The Institut de Recherche en Sciences de la Santé (IRSS) announced today that the R21/Matrix-M malaria vaccine has been approved for use in children by Burkina Faso’s regulatory agency, Agence Nationale de la Regulation Pharmaceutique (ANRP).

Burkina Faso, where Phase 2b and Phase 3 trials demonstrated high efficacy levels and a reassuring safety profile among children who received a three-dose primary regimen and one booster dose a year later, is the third country in Africa, following Ghana and Nigeria to authorize the vaccine, which will be manufactured and commercialized by Serum Institute of India.

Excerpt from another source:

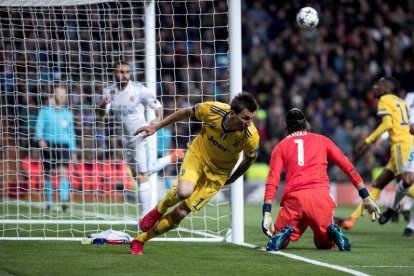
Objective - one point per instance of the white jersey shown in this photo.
(129, 105)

The vaccine contains R21 antigen developed by University of Oxford specific to the malaria parasite and leverages Novavax’s Matrix-M, a saponin-based adjuvant that enhances the immune response, making it more potent and durable. The authorizations are based on Phase 2b trial results published in The Lancet Infectious Diseases, as well as confirmatory Phase 3 results that are anticipated for future publication.

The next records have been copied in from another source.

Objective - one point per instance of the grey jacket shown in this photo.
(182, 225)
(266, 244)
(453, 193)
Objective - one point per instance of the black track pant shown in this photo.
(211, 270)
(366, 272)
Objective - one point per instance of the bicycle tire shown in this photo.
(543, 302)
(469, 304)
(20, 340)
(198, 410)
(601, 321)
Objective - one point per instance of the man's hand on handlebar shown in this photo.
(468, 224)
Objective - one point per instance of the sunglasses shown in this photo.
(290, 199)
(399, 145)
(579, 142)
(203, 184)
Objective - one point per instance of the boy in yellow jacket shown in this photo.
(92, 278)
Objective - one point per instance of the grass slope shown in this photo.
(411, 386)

“Novavax is delighted to see our Matrix-M adjuvant contribute to a variety of partnerships to improve public health, and we are actively pursuing additional opportunities in which we can apply this technology with the aim to enhance vaccines,” said John C. Jacobs, President and Chief Executive Officer, Novavax. “We congratulate our partners at University of Oxford, Serum Institute of India, and the clinical investigators at IRSS for this significant achievement.”

The R21/Matrix-M vaccine work is one of several ongoing collaborations in which Novavax’s adjuvant technology is being leveraged, including additional research in malaria, tuberculosis, and other infectious diseases in both humans and animals. The Company recently announced a collaboration with the Bill & Melinda Gates Medical Research Institute in which Matrix-M will be provided for use in preclinical vaccine research.